Fully half of Virginia is drained by Chesapeake Bay rivers, and two-thirds of the state's population lives within the Bay watershed. From the farm fields of the Shenandoah Valley to the pinewoods of the Eastern Shore, for most Virginians the Bay is as close as the nearest creek or stream.

KING WILLIAM RESERVOIR

Victory! Reservoir Project Cancelled!

On September 22, 2009, the Newport News City Council voted to end the two-decades-old King William Reservoir project.

The formal end to the King William reservoir is a great victory for Chesapeake Bay Foundation (CBF) members, trustees, staff, and supporters, as well as thousands of citizens across Virginia who for years vigorously opposed the environmentally destructive reservoir.

"We are thrilled that Newport News is finally abandoning the reservoir project," said Ann Jennings, CBF Virginia Executive Director. "It's very gratifying, not only for CBF and the other partners, but to the many legislators, scientists, federal employees, and citizens who passionately, persistently fought to protect their homes, the Mattaponi River, and the Chesapeake Bay."

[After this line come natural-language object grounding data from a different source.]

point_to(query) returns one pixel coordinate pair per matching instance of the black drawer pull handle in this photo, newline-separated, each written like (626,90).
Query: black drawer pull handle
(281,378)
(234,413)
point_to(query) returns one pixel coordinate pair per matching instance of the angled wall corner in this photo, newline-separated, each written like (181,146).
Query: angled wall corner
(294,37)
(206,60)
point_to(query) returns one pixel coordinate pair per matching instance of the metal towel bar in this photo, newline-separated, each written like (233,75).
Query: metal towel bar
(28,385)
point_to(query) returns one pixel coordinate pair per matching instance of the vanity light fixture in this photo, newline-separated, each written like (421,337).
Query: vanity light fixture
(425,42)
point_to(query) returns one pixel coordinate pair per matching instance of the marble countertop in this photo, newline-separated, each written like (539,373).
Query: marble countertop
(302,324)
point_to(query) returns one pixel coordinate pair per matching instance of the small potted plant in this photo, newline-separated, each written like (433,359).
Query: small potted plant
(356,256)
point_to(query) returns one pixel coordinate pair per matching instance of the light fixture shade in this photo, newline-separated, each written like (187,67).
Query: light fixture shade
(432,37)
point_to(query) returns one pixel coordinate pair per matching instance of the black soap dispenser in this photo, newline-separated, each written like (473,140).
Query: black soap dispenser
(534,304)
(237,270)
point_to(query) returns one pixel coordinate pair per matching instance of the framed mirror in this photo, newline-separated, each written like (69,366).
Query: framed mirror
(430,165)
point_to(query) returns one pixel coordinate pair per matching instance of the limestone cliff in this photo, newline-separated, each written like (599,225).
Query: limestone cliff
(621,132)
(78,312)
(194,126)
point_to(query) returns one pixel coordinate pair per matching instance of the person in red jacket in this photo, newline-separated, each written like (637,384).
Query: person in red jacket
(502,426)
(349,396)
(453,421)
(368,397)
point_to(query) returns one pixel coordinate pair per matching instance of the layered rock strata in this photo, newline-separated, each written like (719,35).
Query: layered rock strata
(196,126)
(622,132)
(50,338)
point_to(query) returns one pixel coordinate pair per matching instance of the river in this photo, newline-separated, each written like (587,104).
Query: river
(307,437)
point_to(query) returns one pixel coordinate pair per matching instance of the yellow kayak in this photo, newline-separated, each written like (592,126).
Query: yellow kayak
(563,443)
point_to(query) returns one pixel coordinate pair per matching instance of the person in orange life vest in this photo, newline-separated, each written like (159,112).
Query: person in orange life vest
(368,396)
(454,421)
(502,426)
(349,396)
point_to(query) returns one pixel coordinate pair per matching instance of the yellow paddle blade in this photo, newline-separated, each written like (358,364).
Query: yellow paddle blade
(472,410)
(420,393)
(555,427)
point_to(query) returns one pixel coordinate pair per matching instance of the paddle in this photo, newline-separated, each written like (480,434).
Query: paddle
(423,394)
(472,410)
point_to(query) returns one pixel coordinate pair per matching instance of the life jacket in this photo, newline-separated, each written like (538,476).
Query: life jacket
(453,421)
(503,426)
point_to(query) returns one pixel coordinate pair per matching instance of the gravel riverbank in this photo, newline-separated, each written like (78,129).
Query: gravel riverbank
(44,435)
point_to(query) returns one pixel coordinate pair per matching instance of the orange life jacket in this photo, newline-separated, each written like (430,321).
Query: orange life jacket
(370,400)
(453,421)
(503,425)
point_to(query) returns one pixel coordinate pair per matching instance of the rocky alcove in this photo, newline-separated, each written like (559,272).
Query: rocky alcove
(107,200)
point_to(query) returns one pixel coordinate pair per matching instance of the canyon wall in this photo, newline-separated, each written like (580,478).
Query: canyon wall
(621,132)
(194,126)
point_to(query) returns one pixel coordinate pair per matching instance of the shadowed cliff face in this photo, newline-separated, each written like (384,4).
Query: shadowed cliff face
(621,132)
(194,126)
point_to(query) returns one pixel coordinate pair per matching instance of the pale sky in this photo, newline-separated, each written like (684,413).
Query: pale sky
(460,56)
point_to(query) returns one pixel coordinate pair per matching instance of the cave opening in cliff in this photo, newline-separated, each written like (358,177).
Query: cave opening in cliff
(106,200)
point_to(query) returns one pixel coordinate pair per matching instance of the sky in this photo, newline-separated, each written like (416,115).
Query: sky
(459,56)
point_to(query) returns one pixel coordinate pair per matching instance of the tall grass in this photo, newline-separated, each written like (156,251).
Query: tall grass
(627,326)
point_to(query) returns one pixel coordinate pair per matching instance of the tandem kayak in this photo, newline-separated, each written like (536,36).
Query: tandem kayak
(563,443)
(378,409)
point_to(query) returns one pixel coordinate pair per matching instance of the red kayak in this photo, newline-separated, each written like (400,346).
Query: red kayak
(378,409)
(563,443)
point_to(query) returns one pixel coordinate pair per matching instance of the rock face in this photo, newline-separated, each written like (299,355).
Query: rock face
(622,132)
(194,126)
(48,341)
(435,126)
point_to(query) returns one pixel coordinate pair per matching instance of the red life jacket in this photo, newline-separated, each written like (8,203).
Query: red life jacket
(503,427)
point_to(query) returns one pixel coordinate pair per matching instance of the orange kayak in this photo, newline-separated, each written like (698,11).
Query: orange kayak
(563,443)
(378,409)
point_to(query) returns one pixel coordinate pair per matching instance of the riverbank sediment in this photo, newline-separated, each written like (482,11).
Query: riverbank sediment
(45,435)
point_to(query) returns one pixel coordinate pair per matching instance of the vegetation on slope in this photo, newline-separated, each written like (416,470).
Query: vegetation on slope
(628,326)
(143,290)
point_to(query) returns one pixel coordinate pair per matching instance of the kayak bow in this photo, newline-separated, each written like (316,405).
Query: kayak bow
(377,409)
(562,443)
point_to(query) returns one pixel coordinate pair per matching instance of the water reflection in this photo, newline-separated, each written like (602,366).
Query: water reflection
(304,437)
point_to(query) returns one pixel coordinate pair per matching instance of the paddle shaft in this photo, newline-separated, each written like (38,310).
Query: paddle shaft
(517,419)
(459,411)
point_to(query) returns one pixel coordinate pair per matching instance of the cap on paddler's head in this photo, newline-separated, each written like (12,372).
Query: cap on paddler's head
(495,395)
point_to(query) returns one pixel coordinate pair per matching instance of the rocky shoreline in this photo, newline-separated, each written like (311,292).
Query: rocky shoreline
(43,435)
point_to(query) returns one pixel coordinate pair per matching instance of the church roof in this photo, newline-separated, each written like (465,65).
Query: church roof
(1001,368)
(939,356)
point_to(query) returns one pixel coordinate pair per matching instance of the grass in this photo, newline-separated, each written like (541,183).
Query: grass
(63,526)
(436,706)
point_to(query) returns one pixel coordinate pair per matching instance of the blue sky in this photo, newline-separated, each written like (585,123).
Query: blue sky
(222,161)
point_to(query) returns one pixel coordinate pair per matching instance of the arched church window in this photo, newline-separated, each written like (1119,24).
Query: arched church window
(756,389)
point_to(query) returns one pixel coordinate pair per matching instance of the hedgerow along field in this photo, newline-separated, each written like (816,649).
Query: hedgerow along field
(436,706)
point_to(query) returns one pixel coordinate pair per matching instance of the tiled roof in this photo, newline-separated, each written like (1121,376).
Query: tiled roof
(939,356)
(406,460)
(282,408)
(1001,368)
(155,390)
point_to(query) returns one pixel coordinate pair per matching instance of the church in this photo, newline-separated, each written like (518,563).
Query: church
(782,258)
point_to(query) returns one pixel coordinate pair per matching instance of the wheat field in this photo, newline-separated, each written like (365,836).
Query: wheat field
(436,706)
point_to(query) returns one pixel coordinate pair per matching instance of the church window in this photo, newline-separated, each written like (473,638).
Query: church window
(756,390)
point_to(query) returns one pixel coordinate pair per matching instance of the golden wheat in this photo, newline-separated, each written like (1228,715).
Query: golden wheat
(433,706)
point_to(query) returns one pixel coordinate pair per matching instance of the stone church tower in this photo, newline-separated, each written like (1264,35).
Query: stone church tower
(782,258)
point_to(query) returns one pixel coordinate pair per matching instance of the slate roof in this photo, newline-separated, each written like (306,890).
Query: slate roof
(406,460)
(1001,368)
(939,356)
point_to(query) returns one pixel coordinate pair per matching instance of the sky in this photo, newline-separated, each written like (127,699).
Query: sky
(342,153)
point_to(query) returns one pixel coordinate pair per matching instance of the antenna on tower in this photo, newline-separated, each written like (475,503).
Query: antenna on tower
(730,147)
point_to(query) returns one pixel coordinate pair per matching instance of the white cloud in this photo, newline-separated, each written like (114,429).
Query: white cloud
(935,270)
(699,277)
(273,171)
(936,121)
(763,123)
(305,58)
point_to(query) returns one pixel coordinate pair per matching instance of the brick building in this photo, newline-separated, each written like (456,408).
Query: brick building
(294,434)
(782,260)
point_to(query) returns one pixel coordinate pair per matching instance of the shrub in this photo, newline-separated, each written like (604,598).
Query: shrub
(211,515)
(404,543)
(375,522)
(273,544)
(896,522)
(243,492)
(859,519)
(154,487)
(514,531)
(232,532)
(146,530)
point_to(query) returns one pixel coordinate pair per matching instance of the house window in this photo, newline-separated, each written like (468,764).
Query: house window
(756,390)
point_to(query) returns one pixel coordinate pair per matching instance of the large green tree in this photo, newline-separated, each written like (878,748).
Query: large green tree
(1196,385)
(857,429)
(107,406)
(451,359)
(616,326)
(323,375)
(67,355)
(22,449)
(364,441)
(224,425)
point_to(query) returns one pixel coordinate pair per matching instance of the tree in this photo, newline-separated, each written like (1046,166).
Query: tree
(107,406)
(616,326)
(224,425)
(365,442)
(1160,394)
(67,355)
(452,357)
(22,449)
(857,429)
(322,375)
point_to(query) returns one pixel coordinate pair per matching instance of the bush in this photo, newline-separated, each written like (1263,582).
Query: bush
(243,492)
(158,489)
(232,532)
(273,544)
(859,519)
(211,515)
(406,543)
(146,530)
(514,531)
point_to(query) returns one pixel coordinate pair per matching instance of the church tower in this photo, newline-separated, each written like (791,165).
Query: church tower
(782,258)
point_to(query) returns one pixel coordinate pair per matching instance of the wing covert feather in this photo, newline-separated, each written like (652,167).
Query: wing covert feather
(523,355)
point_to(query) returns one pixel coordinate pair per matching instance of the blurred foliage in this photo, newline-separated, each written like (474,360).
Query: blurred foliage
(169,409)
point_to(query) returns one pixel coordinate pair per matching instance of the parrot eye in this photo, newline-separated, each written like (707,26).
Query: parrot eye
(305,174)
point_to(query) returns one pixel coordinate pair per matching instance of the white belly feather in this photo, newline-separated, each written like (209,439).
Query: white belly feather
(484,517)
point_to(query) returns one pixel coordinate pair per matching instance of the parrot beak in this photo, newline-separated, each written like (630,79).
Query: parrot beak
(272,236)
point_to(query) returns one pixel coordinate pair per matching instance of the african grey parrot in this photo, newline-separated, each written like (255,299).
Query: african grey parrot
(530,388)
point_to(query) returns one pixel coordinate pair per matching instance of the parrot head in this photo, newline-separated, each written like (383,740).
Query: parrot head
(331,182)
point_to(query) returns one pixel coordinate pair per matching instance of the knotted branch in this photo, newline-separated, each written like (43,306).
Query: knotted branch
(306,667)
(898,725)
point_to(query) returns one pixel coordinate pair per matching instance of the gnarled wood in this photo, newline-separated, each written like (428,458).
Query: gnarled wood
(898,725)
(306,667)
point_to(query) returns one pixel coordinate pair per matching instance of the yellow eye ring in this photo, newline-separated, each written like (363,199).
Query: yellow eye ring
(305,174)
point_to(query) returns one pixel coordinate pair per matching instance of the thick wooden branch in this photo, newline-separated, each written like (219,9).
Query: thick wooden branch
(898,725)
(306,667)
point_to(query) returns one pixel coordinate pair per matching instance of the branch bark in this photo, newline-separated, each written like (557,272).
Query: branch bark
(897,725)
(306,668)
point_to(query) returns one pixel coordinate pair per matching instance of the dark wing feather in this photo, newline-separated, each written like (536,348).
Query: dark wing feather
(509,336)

The City Council's decision to kill the reservoir stems directly from a legal challenge brought by CBF, the Alliance to Save the Mattaponi, the Virginia Chapter of the Sierra Club, the Mattaponi Tribe, and the Southern Environmental Law Center in U.S. District Court in Washington, D.C.  The lawsuit challenged the federal permit issued to Newport News for the reservoir. CBF and its partners long opposed the 1,500-acre reservoir, arguing it is unnecessary, that other practical, less environmentally destructive alternatives exist, and that the city's plan to mitigate for lost wetlands cannot work.

A U.S. District Court ruled in March that the permit was arbitrary, capricious, and therefore invalid. The United States chose not to appeal the ruling. The Army Corps of Engineers suspended the permit in the spring and ordered Newport News to provide additional information supporting the permit.

These decisions sealed the reservoir's fate. Given the court's ruling and the Army Corps' request for additional information, Newport News officials concluded the best course is to abandon the project and pursue alternative sources to supply the city's future water needs.

If built, the reservoir would have destroyed more than 430 acres of pristine nontidal wetlands, threatened Virginia's American shad population, and flooded Native American cultural sites. The wetland loss alone would have represented the single largest permitted loss of wetlands in the Mid-Atlantic region in the history of the Clean Water Act.